Economic fallout of Katrina will be huge and varied
Even an economy as huge as that of the United States cannot easily absorb the damage wrought by the likes of Hurricane Katrina, and the effects are being felt already in ways that are both fully expected and quite surprising.
Individual consumers are going to have to tighten their pocketbooks to make ends meet and Congress and the administration are going to have to take steps to keep the economy from staggering under the load of increased federal spending and inflationary pressures.
The day after Katrina hit, Ohio was getting national attention as the state that had the highest overnight rise in gasoline prices, 50 cents a gallon. The decision to gouge may come back to haunt Ohio retailers as the General Assembly asks the question "Why us?" and looks for legislative responses to profiteering. Other states with more experience in dealing with price spikes at the time of weather-related crises have some price controls in place -- Florida, for instance, prohibits increasing the price for gas already in a station's tanks; prices can be increased based on higher wholesale costs for subsequent deliveries.
But sticker shock at the gasoline pump was only the most immediate symptom of the economic turmoil Katrina will cause.
Higher energy costs affect everything. Area grocers report that fuel surcharges are being added to the deliveries they must receive every day, and higher transportation costs will eventually be passed on to consumers of groceries and durable goods. Those costs are added every time raw materials or finished products are moved from point A to point B.
Meanwhile, the Congressional Budget Office estimates an additional 400,000 people will be unemployed through the rest of the year and that national economic growth will be trimmed by 0.5 to 1 percent.
An example of how insidious Katrina's reach into the economy can be is the lay off of 70 workers at Winner Steel Co. in Sharon, which is running out of liquid hydrogen that is produced in New Orleans.
Members of Congress estimate the cost of Katrina at $150 billion to $200 billion.
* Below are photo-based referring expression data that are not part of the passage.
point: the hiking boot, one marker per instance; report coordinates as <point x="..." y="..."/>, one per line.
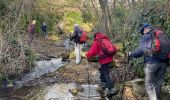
<point x="112" y="92"/>
<point x="101" y="88"/>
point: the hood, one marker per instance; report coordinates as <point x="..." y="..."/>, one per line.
<point x="100" y="35"/>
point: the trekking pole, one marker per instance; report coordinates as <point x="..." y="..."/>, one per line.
<point x="88" y="79"/>
<point x="126" y="70"/>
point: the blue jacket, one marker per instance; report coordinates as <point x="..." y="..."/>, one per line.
<point x="144" y="45"/>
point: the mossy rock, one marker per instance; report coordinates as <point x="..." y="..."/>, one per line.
<point x="94" y="59"/>
<point x="139" y="89"/>
<point x="112" y="65"/>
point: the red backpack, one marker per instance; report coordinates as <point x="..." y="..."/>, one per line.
<point x="83" y="36"/>
<point x="160" y="46"/>
<point x="107" y="47"/>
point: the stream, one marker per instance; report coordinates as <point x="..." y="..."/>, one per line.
<point x="43" y="91"/>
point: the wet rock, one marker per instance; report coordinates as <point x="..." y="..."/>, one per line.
<point x="165" y="94"/>
<point x="138" y="88"/>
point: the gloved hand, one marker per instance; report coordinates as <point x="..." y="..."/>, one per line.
<point x="84" y="54"/>
<point x="129" y="54"/>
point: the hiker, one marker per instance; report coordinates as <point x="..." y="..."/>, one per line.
<point x="104" y="59"/>
<point x="31" y="30"/>
<point x="78" y="45"/>
<point x="44" y="29"/>
<point x="155" y="68"/>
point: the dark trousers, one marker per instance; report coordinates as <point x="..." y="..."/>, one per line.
<point x="154" y="77"/>
<point x="104" y="75"/>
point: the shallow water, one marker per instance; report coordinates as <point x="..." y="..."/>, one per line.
<point x="42" y="67"/>
<point x="49" y="92"/>
<point x="23" y="91"/>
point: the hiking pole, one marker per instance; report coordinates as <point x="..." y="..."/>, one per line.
<point x="126" y="70"/>
<point x="88" y="79"/>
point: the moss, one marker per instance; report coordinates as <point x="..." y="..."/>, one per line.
<point x="30" y="56"/>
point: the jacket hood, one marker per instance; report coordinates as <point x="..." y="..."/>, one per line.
<point x="100" y="35"/>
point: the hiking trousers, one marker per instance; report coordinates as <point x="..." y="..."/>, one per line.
<point x="104" y="75"/>
<point x="78" y="48"/>
<point x="154" y="78"/>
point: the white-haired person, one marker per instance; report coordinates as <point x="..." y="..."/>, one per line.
<point x="78" y="46"/>
<point x="31" y="30"/>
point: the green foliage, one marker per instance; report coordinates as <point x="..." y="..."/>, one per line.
<point x="3" y="6"/>
<point x="70" y="18"/>
<point x="30" y="56"/>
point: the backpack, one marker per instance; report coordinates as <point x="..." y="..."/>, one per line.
<point x="160" y="46"/>
<point x="107" y="47"/>
<point x="81" y="36"/>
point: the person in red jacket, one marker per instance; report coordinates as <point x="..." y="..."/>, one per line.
<point x="104" y="60"/>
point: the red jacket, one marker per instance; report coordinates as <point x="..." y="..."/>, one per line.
<point x="95" y="50"/>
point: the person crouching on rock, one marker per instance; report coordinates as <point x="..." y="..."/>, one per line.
<point x="101" y="41"/>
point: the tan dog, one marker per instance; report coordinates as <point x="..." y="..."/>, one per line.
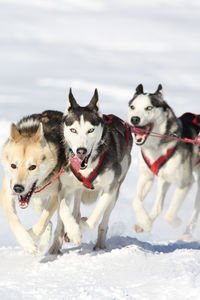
<point x="31" y="158"/>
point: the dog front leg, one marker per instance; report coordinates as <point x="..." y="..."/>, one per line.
<point x="193" y="220"/>
<point x="45" y="213"/>
<point x="70" y="224"/>
<point x="162" y="189"/>
<point x="178" y="197"/>
<point x="91" y="222"/>
<point x="103" y="226"/>
<point x="143" y="187"/>
<point x="58" y="237"/>
<point x="22" y="236"/>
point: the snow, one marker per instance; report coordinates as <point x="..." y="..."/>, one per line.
<point x="49" y="46"/>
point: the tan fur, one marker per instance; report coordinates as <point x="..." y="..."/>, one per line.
<point x="24" y="151"/>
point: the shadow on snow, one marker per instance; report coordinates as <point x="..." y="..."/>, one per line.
<point x="119" y="242"/>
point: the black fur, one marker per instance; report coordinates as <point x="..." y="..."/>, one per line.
<point x="52" y="121"/>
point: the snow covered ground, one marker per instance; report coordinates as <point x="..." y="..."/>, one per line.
<point x="47" y="46"/>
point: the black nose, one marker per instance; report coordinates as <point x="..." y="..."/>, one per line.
<point x="81" y="151"/>
<point x="18" y="188"/>
<point x="135" y="120"/>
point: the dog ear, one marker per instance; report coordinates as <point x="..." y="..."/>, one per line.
<point x="14" y="133"/>
<point x="39" y="135"/>
<point x="139" y="89"/>
<point x="72" y="104"/>
<point x="93" y="105"/>
<point x="159" y="90"/>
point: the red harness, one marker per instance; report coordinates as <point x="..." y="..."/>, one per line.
<point x="54" y="179"/>
<point x="87" y="181"/>
<point x="155" y="167"/>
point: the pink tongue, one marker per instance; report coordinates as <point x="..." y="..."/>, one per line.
<point x="75" y="163"/>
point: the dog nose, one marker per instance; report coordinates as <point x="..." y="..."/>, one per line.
<point x="135" y="120"/>
<point x="81" y="151"/>
<point x="18" y="188"/>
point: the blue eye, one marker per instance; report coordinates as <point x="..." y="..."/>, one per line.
<point x="32" y="167"/>
<point x="73" y="130"/>
<point x="13" y="166"/>
<point x="149" y="108"/>
<point x="91" y="130"/>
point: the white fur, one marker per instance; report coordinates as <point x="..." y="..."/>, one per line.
<point x="173" y="172"/>
<point x="82" y="138"/>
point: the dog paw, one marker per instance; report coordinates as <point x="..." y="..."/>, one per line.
<point x="66" y="238"/>
<point x="174" y="222"/>
<point x="187" y="237"/>
<point x="74" y="235"/>
<point x="75" y="238"/>
<point x="55" y="249"/>
<point x="30" y="248"/>
<point x="147" y="226"/>
<point x="84" y="224"/>
<point x="34" y="237"/>
<point x="138" y="228"/>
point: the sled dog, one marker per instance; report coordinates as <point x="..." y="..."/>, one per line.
<point x="99" y="150"/>
<point x="171" y="160"/>
<point x="31" y="157"/>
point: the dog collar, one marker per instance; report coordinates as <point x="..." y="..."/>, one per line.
<point x="155" y="167"/>
<point x="87" y="181"/>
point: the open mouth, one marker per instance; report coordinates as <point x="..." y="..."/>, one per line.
<point x="79" y="161"/>
<point x="25" y="198"/>
<point x="142" y="133"/>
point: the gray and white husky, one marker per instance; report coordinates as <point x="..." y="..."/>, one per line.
<point x="99" y="149"/>
<point x="171" y="160"/>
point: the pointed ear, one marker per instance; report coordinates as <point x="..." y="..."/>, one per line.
<point x="39" y="135"/>
<point x="72" y="104"/>
<point x="93" y="105"/>
<point x="14" y="133"/>
<point x="139" y="89"/>
<point x="159" y="90"/>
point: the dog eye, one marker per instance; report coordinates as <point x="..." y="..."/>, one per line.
<point x="91" y="130"/>
<point x="32" y="167"/>
<point x="13" y="166"/>
<point x="149" y="108"/>
<point x="73" y="130"/>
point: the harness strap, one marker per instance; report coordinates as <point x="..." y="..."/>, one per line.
<point x="87" y="181"/>
<point x="155" y="167"/>
<point x="54" y="179"/>
<point x="126" y="125"/>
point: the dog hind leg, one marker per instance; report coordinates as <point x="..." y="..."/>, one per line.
<point x="58" y="237"/>
<point x="193" y="220"/>
<point x="162" y="189"/>
<point x="143" y="187"/>
<point x="178" y="197"/>
<point x="103" y="226"/>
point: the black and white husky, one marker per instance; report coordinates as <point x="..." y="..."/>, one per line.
<point x="171" y="160"/>
<point x="99" y="150"/>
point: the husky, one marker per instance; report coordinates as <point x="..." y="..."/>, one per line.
<point x="31" y="158"/>
<point x="171" y="160"/>
<point x="99" y="149"/>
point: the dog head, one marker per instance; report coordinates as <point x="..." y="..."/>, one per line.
<point x="83" y="128"/>
<point x="147" y="112"/>
<point x="27" y="159"/>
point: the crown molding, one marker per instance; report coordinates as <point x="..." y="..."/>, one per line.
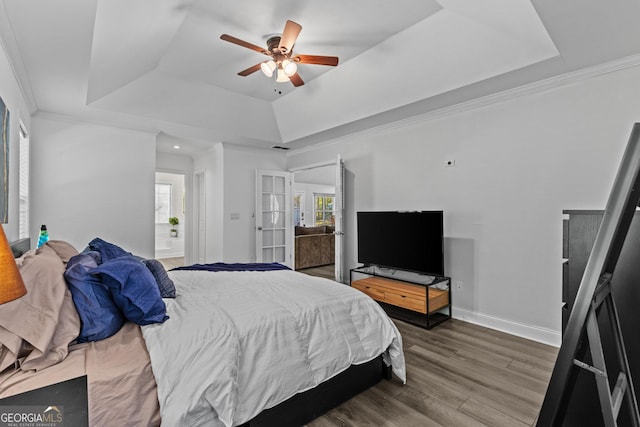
<point x="484" y="101"/>
<point x="14" y="58"/>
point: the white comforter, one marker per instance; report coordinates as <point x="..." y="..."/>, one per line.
<point x="240" y="342"/>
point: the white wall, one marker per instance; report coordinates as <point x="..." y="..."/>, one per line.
<point x="93" y="181"/>
<point x="519" y="163"/>
<point x="16" y="104"/>
<point x="210" y="163"/>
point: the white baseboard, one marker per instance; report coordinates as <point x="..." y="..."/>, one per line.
<point x="535" y="333"/>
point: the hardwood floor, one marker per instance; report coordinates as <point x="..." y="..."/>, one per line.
<point x="170" y="263"/>
<point x="458" y="374"/>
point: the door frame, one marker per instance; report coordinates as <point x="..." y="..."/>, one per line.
<point x="188" y="216"/>
<point x="338" y="163"/>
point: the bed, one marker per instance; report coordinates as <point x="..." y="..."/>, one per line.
<point x="249" y="347"/>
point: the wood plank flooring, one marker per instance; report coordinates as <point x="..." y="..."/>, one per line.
<point x="458" y="374"/>
<point x="170" y="263"/>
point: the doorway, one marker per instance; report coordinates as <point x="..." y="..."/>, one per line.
<point x="318" y="204"/>
<point x="170" y="218"/>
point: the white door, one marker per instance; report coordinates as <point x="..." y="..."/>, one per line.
<point x="339" y="226"/>
<point x="273" y="217"/>
<point x="200" y="218"/>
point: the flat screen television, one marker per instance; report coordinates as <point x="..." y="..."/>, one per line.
<point x="403" y="240"/>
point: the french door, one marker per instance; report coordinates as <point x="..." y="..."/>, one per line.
<point x="273" y="217"/>
<point x="339" y="225"/>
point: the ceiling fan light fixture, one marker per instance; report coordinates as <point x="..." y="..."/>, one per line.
<point x="281" y="76"/>
<point x="289" y="67"/>
<point x="268" y="67"/>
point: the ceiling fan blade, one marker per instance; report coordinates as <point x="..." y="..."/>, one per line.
<point x="235" y="40"/>
<point x="289" y="36"/>
<point x="296" y="80"/>
<point x="316" y="59"/>
<point x="250" y="70"/>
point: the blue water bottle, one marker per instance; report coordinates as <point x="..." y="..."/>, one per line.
<point x="44" y="236"/>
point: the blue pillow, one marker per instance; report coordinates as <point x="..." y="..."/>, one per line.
<point x="133" y="289"/>
<point x="107" y="250"/>
<point x="165" y="284"/>
<point x="100" y="317"/>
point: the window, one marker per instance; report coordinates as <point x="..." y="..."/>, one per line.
<point x="323" y="209"/>
<point x="163" y="203"/>
<point x="23" y="183"/>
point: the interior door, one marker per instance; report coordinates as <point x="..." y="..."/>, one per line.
<point x="338" y="211"/>
<point x="200" y="218"/>
<point x="273" y="217"/>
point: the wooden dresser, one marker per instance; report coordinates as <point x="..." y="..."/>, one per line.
<point x="421" y="304"/>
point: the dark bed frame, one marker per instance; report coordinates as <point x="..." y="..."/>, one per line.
<point x="306" y="406"/>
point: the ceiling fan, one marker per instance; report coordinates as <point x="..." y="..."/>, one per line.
<point x="283" y="62"/>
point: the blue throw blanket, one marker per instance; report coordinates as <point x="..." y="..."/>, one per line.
<point x="221" y="266"/>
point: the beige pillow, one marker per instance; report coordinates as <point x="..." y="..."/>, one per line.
<point x="45" y="317"/>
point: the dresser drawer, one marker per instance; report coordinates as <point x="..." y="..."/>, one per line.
<point x="372" y="291"/>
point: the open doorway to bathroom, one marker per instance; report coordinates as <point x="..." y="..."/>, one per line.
<point x="314" y="220"/>
<point x="170" y="219"/>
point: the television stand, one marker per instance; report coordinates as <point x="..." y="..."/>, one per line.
<point x="422" y="300"/>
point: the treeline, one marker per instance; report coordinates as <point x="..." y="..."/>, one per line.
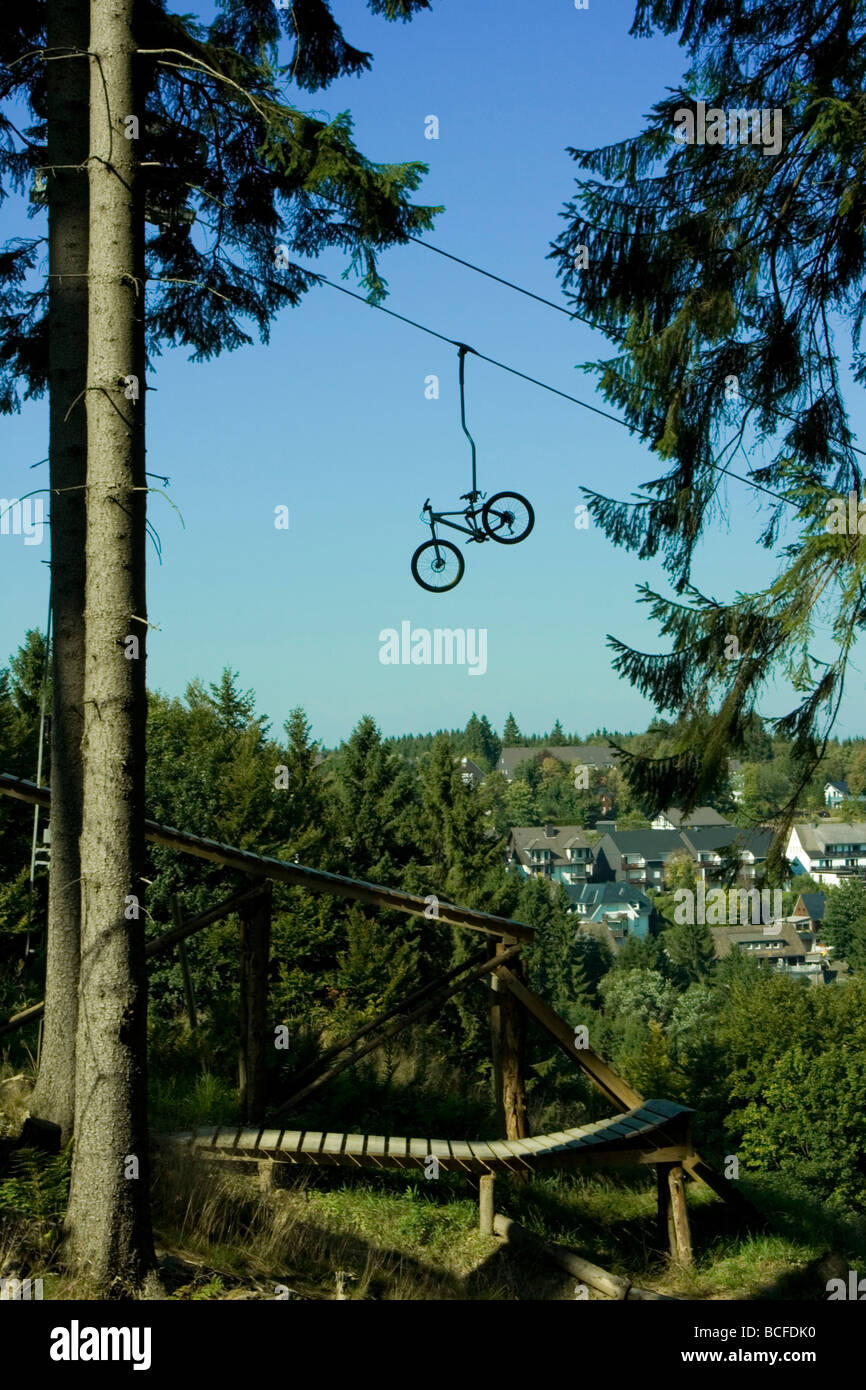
<point x="774" y="1070"/>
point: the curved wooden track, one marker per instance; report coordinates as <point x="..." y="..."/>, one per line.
<point x="656" y="1132"/>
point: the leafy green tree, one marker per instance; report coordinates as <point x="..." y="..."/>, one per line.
<point x="856" y="772"/>
<point x="480" y="742"/>
<point x="638" y="994"/>
<point x="555" y="972"/>
<point x="809" y="1121"/>
<point x="690" y="950"/>
<point x="844" y="926"/>
<point x="680" y="872"/>
<point x="373" y="790"/>
<point x="733" y="288"/>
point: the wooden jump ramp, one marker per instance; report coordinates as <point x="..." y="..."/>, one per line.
<point x="642" y="1130"/>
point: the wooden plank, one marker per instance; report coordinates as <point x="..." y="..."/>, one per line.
<point x="483" y="1153"/>
<point x="289" y="1141"/>
<point x="268" y="1140"/>
<point x="248" y="1139"/>
<point x="225" y="1139"/>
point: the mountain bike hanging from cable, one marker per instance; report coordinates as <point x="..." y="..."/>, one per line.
<point x="505" y="517"/>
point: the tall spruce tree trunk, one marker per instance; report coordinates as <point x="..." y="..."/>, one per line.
<point x="67" y="145"/>
<point x="109" y="1215"/>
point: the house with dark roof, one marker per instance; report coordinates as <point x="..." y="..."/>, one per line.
<point x="641" y="856"/>
<point x="637" y="856"/>
<point x="777" y="945"/>
<point x="470" y="773"/>
<point x="809" y="912"/>
<point x="619" y="906"/>
<point x="570" y="755"/>
<point x="673" y="819"/>
<point x="836" y="792"/>
<point x="556" y="852"/>
<point x="711" y="845"/>
<point x="830" y="852"/>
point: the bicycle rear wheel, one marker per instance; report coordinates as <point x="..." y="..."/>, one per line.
<point x="437" y="566"/>
<point x="508" y="517"/>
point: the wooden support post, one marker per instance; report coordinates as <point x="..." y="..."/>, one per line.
<point x="680" y="1215"/>
<point x="487" y="1204"/>
<point x="509" y="1051"/>
<point x="666" y="1233"/>
<point x="255" y="958"/>
<point x="188" y="990"/>
<point x="673" y="1214"/>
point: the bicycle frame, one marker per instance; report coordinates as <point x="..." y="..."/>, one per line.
<point x="473" y="530"/>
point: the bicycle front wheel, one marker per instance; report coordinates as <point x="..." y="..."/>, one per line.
<point x="438" y="566"/>
<point x="508" y="517"/>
Relief efforts are burning through $2 billion a day, and President Bush has just asked Congress for $51.8 billion in emergency aid, a second installment on top of the $10.5 billion already approved.
Adding that amount to a federal budget deficit that was projected to be smaller than first feared, but was still going to be above $300 billion, is untenable. Congress is going to have to re-examine some of its largesse -- we might suggest it start with Alaska's $250 million bridge to nowhere, which was the biggest piece of pork in the highway bill. And it's going to have to delay making some of President Bush's tax cuts permanent.
Congress still has 11 spending bills that are supposed to be completed by Sept. 30 and the cost of Katrina will have to be factored into almost every one of those.
The Congressional Budget Office sees one economic bright spot in coming months. The massive rebuilding in Louisiana, Mississippi and Alabama may actually boost some parts of the economy. We, however, have long been sensitive to the balance of trade deficit, and we can't help but wonder how many tens of billions of dollars for construction materials and appliances to replace what was lost to Katrina will come from overseas -- especially from China. (Which will then use the proceeds to buy even more of the U.S. Treasury notes that are issued to cover the budget deficit.)
As we said, the economic effects of Katrina will be widespread and will be felt in ways that can only be imagined at this early date.